Mais moi je suis comblée.
La coupure d’électricité est une pause obligée, une panne sur le bord de l’autoroute de la vie actuelle. Je ne peux pas répondre aux obligations administratives et professionnelles toutes plus urgentes les unes que les autres. Je pourrais bien sûr prendre la voiture et m’installer dans un café ou même à la mairie du village. Mais je profite de l’occasion.
Tout le monde comprendra.
Et puis le vent continue de souffler, les ardoises et les parasols tombent, les poules s’ébouriffent et la chatte se hérisse, les moutons courent dans tous les sens et les ânes m’appellent, je suis obligée de rester sur place pour veiller au grain.
On ne sait jamais.
Je me sens à l’intérieur de la panne comme assise dans l’œil du cyclone, la tempête fait rage mais moi, près du feu, protégée d’elle mais surtout du bruit du monde, je lis et j’écris et je savoure. Entre deux bouquins, j’en lirai quatre en deux jours, je fais chauffer de l’eau dans une théière en fonte sur la cuisinière à bois, je cuis quelques surgelés à utiliser d’urgence, je jouis de chaque bûche de bois sec plongée dans le feu. Parfois quelques craintes, un arbre va peut-être tomber sur la maison ou le chemin, mais cela passe vite.

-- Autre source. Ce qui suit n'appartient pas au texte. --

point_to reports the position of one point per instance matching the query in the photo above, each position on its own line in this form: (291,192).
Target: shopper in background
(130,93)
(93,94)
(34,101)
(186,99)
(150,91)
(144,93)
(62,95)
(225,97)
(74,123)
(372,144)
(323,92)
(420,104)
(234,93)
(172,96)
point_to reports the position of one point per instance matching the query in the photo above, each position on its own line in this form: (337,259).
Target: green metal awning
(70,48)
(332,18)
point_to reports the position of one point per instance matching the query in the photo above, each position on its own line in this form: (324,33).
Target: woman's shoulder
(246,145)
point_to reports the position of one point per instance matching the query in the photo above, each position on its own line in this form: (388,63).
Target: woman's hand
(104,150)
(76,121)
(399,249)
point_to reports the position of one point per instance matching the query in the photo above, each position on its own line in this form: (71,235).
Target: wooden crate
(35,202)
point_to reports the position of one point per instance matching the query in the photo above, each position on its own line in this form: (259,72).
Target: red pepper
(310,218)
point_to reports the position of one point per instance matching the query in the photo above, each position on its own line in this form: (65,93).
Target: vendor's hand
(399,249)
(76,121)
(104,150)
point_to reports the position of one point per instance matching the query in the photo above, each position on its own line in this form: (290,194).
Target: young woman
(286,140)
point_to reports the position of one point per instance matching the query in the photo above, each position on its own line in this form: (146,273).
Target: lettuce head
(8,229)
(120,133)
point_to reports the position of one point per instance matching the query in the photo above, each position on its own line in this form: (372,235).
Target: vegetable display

Lovée près du poêle avec un bouquin exceptionnel, L’enfant et l’oiseau de Durian Sukegawa, je me souviens de ces jours d’enfance où, malade, je restais dans mon lit avec une pile de livres et de bandes dessinées, leur odeur de papier neuf me revient sur demande.
Le monde réel disparaissait dans un bruit de fond de plus en plus assourdi, lointain, pour laisser la place aux mondes imaginaires où j’entrais corps et âme, en oubliant sans peine qu’un jour il me faudrait revenir du bout de la ligne.